Segundo pesquisadores da empresa, o método possibilita não só realizar testes de RT-qPCR de uma amostra muito maior de pacientes de uma única vez como também barateá-los, uma vez que a quantidade de reagentes utilizados será menor.
Seleção
O projeto foi um dos seis primeiros selecionados em um edital lançado pelo Pipe-Fapesp em parceria com a Financiadora de Estudos e Projetos (Finep), para apoiar o desenvolvimento de produtos, serviços ou processos criados por startups e pequenas empresas de base tecnológica no estado de São Paulo, voltados ao combate à enfermidade.
“A proposta é entregar ao mercado brasileiro, em breve, um kit de detecção do tipo RT-qPCR multiplex totalmente nacional”, diz Naiara Utimura Torres, pesquisadora responsável pelo projeto, ao boletim Pesquisa para Inovação.

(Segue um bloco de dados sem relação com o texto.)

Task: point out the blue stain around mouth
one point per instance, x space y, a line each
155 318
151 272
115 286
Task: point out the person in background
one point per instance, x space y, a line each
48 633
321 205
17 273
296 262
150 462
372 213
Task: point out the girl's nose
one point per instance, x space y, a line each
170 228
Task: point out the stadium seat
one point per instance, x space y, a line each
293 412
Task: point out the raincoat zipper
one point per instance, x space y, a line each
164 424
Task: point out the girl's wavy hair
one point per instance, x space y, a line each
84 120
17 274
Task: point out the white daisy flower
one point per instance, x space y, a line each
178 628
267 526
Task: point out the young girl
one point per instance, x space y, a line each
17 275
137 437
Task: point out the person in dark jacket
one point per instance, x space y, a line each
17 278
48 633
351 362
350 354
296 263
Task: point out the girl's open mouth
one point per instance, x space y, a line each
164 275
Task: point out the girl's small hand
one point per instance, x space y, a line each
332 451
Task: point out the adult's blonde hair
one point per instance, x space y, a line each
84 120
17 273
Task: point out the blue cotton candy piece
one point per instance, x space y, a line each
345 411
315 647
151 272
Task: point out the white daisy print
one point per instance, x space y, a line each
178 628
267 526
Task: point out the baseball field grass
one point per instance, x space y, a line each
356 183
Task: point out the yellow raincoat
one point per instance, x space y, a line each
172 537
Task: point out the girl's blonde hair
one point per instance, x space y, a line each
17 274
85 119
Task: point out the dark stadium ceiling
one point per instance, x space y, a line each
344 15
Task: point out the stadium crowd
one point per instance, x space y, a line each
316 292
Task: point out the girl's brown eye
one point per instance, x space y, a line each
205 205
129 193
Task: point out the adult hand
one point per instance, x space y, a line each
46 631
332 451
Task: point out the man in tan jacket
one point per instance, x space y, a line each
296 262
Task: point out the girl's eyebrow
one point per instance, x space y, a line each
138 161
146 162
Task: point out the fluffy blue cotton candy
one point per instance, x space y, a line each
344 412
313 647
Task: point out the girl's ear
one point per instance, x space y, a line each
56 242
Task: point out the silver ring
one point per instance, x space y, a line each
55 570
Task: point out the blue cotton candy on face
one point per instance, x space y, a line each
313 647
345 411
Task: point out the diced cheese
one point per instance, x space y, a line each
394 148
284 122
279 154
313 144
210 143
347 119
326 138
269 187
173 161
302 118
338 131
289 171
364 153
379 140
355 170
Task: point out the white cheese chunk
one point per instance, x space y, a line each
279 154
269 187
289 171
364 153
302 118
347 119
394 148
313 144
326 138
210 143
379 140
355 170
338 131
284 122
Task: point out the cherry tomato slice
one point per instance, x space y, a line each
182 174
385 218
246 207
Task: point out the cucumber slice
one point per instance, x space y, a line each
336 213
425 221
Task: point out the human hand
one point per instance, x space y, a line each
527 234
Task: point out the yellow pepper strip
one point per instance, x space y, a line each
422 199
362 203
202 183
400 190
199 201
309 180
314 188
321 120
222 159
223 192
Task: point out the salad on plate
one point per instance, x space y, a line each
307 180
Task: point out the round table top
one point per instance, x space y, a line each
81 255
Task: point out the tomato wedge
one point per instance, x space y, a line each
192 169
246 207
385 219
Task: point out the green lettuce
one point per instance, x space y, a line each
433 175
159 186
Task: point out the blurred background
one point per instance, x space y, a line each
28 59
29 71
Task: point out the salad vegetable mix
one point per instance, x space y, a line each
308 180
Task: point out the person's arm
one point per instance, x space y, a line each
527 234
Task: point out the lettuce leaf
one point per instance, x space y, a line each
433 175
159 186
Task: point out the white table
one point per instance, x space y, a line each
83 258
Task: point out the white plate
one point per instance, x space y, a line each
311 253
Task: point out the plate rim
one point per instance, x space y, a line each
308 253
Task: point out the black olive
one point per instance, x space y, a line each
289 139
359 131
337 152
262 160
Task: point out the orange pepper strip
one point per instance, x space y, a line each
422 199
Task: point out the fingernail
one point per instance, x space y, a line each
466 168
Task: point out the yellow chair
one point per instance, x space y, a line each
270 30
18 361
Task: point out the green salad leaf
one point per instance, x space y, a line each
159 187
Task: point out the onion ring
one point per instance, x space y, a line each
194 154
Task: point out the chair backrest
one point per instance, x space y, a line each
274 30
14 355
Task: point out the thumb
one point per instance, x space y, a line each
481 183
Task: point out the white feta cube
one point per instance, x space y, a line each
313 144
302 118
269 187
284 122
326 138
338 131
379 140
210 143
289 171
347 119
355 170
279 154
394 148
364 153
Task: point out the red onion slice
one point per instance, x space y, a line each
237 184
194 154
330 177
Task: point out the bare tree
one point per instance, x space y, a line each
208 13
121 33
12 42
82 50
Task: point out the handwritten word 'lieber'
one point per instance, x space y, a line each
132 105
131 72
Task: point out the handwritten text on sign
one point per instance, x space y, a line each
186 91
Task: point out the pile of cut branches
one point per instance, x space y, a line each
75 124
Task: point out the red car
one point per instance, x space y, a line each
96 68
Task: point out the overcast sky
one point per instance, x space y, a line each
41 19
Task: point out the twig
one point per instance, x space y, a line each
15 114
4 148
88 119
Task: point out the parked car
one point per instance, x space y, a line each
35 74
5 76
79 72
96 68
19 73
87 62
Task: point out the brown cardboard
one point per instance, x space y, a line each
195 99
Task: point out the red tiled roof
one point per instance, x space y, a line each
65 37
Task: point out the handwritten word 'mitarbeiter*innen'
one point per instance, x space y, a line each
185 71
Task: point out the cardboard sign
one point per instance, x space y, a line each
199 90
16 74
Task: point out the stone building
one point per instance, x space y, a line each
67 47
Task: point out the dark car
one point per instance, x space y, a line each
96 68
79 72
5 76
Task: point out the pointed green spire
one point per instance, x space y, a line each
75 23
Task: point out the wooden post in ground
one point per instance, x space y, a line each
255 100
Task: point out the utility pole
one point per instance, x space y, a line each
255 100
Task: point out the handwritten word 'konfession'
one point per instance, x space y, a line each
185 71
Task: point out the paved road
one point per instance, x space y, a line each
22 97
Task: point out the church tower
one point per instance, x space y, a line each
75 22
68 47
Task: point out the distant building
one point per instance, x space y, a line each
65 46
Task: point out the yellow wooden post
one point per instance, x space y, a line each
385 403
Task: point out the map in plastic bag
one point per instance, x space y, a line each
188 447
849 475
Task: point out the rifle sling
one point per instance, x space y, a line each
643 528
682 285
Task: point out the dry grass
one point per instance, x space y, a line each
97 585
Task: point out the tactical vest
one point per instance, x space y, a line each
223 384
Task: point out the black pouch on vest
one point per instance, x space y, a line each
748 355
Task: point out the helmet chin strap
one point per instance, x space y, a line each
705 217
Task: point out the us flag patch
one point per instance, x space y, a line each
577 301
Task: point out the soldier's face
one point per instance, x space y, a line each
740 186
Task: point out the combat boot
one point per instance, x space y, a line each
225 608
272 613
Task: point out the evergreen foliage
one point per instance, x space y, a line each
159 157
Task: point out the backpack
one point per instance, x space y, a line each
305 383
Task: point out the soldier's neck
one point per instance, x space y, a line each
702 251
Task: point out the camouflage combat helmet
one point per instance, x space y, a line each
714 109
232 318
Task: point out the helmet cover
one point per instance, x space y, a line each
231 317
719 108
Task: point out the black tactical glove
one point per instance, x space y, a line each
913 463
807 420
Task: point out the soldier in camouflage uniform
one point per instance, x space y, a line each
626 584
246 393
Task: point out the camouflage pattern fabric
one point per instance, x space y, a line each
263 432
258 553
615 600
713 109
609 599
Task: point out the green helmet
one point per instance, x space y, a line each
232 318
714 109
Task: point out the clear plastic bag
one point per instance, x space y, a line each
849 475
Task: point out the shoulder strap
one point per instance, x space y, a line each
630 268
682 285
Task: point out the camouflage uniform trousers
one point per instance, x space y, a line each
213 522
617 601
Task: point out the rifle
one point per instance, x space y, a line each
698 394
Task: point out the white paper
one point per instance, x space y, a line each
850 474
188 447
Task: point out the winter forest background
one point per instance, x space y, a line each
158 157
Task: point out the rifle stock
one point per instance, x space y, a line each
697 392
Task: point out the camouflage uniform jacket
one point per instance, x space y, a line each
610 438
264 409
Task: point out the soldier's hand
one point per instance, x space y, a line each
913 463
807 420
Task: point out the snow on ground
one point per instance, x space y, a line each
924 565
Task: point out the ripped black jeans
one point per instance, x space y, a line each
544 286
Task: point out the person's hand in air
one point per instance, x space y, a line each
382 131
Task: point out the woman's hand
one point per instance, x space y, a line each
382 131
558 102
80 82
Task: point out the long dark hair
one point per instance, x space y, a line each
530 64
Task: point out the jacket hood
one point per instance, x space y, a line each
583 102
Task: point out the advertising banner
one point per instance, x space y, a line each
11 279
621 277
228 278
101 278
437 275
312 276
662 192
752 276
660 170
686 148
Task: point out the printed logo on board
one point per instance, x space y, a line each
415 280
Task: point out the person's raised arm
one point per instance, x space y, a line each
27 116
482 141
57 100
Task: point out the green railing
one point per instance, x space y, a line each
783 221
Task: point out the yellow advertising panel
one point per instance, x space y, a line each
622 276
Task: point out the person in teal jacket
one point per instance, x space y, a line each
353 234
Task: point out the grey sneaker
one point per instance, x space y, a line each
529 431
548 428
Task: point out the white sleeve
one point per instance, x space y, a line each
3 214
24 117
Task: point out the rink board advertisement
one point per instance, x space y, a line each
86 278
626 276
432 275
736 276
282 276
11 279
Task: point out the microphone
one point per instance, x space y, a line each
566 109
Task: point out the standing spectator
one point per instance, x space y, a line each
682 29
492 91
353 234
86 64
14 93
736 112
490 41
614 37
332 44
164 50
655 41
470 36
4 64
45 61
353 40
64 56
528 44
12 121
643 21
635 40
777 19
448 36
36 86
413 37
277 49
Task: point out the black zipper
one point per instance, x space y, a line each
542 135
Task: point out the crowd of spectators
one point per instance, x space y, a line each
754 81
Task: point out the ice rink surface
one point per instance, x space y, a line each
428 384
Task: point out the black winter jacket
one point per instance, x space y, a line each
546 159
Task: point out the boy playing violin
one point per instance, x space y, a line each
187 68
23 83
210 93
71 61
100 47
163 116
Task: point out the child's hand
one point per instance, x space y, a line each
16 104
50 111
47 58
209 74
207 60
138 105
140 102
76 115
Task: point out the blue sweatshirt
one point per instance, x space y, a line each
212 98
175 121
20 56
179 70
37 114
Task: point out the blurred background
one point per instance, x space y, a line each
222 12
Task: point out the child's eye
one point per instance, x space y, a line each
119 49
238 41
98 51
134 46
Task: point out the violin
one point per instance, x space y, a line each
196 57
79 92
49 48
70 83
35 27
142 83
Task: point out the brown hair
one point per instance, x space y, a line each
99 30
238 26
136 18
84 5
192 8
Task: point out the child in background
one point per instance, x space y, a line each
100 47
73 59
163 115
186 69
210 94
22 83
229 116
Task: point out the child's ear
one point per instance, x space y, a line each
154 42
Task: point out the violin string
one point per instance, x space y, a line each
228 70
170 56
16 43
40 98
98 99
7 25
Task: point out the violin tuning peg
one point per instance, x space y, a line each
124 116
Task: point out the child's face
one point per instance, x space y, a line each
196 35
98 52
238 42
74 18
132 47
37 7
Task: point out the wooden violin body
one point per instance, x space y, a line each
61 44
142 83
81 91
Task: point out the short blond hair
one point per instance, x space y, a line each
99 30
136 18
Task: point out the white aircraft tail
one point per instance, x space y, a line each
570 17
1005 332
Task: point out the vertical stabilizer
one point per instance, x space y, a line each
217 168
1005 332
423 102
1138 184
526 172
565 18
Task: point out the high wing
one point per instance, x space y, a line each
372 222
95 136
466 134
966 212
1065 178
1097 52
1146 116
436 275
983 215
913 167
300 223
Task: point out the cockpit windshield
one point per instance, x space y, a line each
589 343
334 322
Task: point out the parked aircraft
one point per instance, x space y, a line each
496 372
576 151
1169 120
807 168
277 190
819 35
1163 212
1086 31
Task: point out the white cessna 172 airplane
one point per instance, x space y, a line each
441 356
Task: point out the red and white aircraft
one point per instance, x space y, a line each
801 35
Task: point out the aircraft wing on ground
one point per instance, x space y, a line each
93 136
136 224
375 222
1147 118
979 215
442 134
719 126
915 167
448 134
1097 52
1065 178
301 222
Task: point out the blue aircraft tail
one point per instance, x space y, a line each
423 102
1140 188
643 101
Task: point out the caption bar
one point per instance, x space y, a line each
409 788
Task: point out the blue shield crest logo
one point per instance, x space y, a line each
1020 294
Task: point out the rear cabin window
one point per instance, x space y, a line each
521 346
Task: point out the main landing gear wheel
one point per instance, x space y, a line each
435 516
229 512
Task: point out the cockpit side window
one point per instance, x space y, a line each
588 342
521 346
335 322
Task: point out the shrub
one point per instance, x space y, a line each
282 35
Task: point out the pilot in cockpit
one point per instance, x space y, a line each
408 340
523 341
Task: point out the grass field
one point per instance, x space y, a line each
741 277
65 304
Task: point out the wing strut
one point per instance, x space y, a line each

De acordo com a cientista, além da diminuição do custo, a realização do teste de RT-qPCR pelo método multiplex permitirá testar mais amostras em uma mesma faixa temporal. Atualmente, a maioria das máquinas utilizadas em laboratório para o processamento dos testes do tipo RT-qPCR tem capacidade para 96 tubos amostrais.
Essa capacidade limitada das máquinas permite que em uma mesma rodada de análise, que dura por volta de duas horas, seja possível saber, de uma única vez, se 24 pacientes foram infectados pelo vírus, uma vez que cada amostra de secreção é avaliada em quatro tubos diferentes.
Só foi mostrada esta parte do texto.